Treppen gehören zu Montreal wie Winter, Smoked Meat und der Sprachenstreit. Dabei ist hier nicht von Treppenhäusern die Rede, sondern von Treppen, die an die Außenwände von Mehrfamlienäusern angebaut sind und direkt zum Wohnungseingang führen.

Von schlichten Holztreppen bis zur kunstvoll geschmiedeten Eisenstiege mit kupfernem Handlauf – bei den „Stairways to Heaven“ ließen sich die Bauherren früher nicht lumpen. Vor allem in den sozial schwächeren Vierteln im Osten und Norden der Stadt – Hochelaga-Maisonneuve, St-Michel, Rosemont – haben Außentreppen eine lange Tradition.

Über die Hintergründe der Montrealer Treppenkultur gibt es viele Gerüchte, wenig Beweise und vermutlich auch die eine oder andere wahre Geschichte.

So wird gemunkelt, dass im letzten Jahrhundert, als in der Provinz Quebec die katholische Kirche noch das Sagen hatte, Außentreppen lieber gesehen wurden als dunkle Treppenhäuser. Man weiß ja nie, was sich dort im schummrigen Licht so alles abgespielt haben könnte.

Eine andere Version deutet auf schottische und irische Einwanderer hin, die angeblich ihre eigene Außentreppen-Kultur pflegten. Auch der Südländer, von denen es in Montreal Hunderttausende gibt, sitzt ja im Sommer gerne mal mit seinem Vino tinto auf dem Treppchen.

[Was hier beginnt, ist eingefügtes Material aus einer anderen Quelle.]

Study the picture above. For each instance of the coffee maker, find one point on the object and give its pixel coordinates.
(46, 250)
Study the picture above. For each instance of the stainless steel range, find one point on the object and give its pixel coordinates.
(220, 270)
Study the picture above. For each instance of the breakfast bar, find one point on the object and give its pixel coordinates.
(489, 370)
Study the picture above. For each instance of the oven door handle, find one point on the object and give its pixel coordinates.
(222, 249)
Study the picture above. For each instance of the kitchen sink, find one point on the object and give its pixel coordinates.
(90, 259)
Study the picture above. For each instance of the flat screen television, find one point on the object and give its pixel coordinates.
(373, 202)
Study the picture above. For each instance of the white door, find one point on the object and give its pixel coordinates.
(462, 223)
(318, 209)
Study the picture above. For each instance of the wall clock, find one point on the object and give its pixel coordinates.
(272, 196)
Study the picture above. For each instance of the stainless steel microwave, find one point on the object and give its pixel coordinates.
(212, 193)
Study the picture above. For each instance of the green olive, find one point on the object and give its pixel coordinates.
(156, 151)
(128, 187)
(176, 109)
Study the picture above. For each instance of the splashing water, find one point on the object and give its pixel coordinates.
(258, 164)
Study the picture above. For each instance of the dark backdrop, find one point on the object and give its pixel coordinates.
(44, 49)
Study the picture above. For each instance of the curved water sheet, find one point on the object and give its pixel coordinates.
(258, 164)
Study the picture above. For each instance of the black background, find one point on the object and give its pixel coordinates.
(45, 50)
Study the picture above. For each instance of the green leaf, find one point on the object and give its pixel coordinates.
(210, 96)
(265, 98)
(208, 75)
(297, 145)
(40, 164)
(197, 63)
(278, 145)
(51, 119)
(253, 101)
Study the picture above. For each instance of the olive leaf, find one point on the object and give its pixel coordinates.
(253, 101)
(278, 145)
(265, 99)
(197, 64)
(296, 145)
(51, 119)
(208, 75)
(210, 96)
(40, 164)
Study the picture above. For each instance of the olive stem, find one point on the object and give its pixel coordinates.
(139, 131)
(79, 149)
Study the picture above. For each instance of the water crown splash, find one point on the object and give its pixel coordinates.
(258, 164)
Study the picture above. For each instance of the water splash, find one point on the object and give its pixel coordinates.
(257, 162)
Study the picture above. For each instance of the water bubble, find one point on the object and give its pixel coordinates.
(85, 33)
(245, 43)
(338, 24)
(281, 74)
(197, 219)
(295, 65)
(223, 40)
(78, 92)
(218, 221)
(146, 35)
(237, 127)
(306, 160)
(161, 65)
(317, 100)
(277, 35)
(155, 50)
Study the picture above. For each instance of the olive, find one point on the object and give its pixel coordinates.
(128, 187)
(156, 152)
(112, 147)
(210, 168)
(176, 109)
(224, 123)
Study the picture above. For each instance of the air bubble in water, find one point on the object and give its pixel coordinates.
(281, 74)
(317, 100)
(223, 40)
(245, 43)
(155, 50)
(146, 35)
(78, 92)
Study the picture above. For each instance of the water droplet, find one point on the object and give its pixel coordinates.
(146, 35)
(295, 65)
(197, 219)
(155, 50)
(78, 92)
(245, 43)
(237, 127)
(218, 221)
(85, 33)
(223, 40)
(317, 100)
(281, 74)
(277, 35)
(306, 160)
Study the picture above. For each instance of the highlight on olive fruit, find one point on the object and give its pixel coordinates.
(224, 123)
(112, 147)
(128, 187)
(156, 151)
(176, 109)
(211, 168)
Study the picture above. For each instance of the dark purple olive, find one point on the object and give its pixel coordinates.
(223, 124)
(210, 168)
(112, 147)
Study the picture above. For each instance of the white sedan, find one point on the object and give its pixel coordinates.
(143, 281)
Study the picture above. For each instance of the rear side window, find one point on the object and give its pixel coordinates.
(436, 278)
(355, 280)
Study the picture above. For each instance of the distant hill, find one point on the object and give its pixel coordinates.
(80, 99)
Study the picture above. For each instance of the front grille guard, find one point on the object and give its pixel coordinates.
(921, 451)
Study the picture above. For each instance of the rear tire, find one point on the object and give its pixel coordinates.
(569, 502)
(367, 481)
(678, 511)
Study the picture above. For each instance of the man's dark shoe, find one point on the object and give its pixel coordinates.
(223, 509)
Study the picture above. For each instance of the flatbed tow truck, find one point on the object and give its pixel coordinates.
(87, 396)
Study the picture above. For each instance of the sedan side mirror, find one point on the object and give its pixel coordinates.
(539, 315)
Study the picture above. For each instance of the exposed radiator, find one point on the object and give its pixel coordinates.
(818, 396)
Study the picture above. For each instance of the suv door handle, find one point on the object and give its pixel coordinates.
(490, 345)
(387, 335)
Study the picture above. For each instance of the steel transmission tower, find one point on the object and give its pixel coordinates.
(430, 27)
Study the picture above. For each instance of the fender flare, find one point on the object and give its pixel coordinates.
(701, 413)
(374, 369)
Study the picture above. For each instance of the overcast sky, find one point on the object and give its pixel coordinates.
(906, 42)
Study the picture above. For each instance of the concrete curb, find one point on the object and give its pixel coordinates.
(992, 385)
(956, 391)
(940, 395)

Und dann ist da noch eine Erklärung, die für mich am meisten Sinn macht:

Dadurch, dass die Treppen außerhalb des Hauses angesiedelt waren, bekamen die ohnehin schon beengten, mehrstöckigen Mehrfamilienhäuser mehr Innen-Wohnraum. Dies wiederum führte dazu, dass man sich unnötige Heizkosten fürs Treppenhaus sparen konnte – in einer Stadt, in der fünf bis sechs Monate im Jahr Winter herrscht, ein schlüssiges Argument.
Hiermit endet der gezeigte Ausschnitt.